The economic version of the sound of one hand clapping is a “market” with only one provider – and that is exactly what the three DHBs in the Wellington region now seem about to create, as they chase after cost saving “efficiencies” in laboratory testing.
On March 6, the three district health boards in the Wellington area are due to make a final decision on changing the way they purchase pathology services i.e. the laboratory testing of blood and tissue samples. This is an absolutely crucial cog in the health system. Over 70% of the healthcare decisions for diagnosis and treatment are based on laboratory results. Historically, it has been common for some labs to serve hospitals – and some to serve GPs, via what is called “community lab testing.”

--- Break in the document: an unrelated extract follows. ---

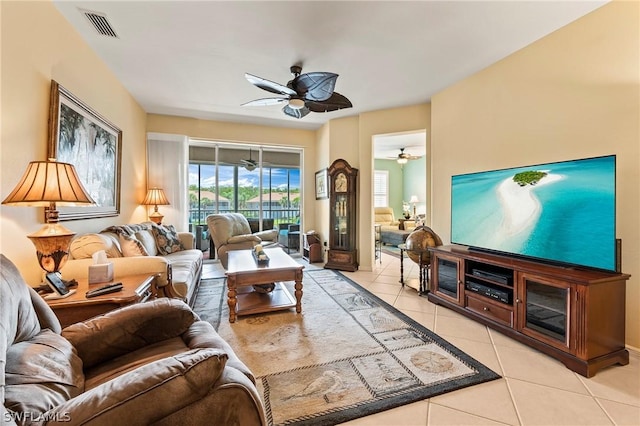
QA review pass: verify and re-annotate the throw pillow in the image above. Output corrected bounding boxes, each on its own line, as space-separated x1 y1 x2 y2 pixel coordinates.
136 231 158 256
119 234 149 257
70 234 120 259
153 224 184 255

Until last Monday, there were still two contenders in the running to become the single provider for all hospital and community lab testing in the region. Hutt Valley DHB and Capital and Coast DHB currently get their community lab testing done by Aotea Pathology, which is a joint venture (employing some 230 staff) between the New Zealand-listed company Abano Healthcare and the Australian-listed company Sonic Healthcare. These two DHBs run their own in-house hospital lab testing. The third player, Wairarapa DHB, gets both its hospital and community lab testing done via a separate contract with Sonic.
As I say – until last Monday, the three DHBs were on the brink of creating a single private provider for a new combined service, due to begin in November. As Tim Hunter explained in an excellent Dom-Post article published early last week the lab testing ‘market’ in this country is already dominated by only two (Australian-listed) companies, and the final selection was thought to have come down to a straight choice between Aotea and the Australian-listed private hospital operator Healthscope.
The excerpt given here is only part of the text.